He went to school in the public schools of New York, and in 1916 went to Columbia University. He graduated in 1921 with a Bachelor of Science degree, having lost a year and a half due to World War I. He then worked for the National Board of Motion Picture Review, and after six months took a job as the motion picture critic for the New York Daily News. He was removed from this job as his "reviews were too Smart Alecky" (according to Confessions of a Story Teller), and took refuge in the sports department.
During his stint there, he was sent to cover the training camp of Jack Dempsey, and decided to ask Dempsey if he could spar with him, to get an idea of what it was like to be hit by the world heavyweight champion. The results were spectacular; Gallico was knocked out within two minutes. But he had his story, and from there his sports-writing career never looked back.
He became Sports Editor of the Daily News in 1923, and was given a daily sports column. He also invented and organised the Golden Gloves amateur boxing competition. During this part of his life, he was one of the most well-known sporting writers in America, and a minor celebrity. But he had always wanted to be a fiction writer, and was writing short stories and sports articles for magazines like Vanity Fair and the Saturday Evening Post. In 1936, he sold a short story to the movies for $5000, which gave him a stake. So he retired from sports writing, and went to live in Europe, to devote himself to writing. His first major book was Farewell to Sport, which as the title indicates, was his farewell to sports writing.
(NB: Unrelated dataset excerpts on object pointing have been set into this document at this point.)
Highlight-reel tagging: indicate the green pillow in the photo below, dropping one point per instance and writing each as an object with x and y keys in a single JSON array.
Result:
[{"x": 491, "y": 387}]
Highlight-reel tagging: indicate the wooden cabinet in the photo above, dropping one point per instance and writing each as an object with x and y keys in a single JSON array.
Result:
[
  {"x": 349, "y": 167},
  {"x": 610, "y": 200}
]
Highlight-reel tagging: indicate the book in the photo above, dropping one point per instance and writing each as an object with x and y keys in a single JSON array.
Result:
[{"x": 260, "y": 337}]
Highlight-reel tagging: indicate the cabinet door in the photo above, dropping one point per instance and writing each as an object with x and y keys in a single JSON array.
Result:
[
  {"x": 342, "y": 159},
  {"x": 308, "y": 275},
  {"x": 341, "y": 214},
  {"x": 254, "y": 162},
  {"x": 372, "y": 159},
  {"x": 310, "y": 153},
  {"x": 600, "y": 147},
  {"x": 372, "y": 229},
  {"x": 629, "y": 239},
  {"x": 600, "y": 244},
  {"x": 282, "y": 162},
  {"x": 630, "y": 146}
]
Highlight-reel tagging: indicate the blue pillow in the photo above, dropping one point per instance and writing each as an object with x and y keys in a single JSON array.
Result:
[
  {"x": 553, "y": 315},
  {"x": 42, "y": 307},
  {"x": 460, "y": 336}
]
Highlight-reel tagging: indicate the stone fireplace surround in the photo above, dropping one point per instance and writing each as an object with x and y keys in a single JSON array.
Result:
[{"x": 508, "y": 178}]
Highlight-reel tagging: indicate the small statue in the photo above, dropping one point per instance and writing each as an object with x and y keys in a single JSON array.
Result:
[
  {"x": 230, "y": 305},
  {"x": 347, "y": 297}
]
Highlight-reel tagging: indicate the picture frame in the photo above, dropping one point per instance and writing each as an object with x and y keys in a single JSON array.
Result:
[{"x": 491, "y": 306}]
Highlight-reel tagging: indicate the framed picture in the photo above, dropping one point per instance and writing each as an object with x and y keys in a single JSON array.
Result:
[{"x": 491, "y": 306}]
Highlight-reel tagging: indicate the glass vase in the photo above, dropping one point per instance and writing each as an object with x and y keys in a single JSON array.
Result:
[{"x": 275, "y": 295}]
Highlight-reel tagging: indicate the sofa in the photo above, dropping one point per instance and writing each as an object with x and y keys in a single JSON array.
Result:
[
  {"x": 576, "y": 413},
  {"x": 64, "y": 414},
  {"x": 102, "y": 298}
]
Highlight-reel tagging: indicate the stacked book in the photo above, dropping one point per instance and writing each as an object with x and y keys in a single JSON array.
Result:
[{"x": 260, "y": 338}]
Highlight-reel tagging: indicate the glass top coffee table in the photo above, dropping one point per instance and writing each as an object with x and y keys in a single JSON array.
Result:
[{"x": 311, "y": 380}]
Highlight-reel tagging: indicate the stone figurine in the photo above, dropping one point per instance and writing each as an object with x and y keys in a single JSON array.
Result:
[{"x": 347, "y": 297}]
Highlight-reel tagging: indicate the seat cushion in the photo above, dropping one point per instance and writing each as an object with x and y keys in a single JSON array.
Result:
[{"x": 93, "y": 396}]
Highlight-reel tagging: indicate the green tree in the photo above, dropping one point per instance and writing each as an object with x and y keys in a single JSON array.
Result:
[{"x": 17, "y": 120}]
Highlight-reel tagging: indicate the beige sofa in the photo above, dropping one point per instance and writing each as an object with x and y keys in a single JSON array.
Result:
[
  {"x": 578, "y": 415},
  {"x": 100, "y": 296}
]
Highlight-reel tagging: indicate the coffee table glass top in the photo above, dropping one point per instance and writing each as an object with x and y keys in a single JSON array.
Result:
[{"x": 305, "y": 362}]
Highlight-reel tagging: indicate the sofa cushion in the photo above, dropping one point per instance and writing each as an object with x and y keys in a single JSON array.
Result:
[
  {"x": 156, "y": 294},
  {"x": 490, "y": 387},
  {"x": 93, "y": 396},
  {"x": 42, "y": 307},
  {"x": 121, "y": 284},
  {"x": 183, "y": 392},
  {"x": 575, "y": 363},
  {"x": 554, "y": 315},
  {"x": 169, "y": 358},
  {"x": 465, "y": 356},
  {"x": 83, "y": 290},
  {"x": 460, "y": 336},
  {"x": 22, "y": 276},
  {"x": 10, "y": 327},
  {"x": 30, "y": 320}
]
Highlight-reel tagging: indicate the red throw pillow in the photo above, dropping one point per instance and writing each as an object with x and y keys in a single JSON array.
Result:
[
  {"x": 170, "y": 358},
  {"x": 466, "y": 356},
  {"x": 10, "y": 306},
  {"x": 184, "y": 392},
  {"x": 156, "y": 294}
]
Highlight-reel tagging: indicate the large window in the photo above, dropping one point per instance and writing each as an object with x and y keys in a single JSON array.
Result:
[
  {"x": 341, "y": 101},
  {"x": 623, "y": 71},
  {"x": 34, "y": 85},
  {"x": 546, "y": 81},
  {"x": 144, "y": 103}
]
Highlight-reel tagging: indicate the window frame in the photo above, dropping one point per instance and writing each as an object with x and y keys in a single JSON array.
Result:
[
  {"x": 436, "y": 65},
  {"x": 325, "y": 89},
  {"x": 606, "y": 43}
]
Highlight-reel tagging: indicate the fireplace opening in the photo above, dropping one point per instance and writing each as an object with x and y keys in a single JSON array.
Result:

Though his name was well-known in the United States, he was an unknown in the rest of the world. In 1941, the Snow Goose changed all that, and he became, if not a best-selling author by today's standards, a writer who was always in demand. Apart from a short spell as a war correspondent between 1943 and 1946, he was a full-time freelance writer for the rest of his life. He has lived all over the place, including England, Mexico, Lichtenstein and Monaco, and he lived in Antibes for the last years of his life.
He was a first-class fencer, and a keen deep-sea fisherman. He was married four times, and had several children.
He died in Antibes on 15th July, 1976, just short of his 79th birthday.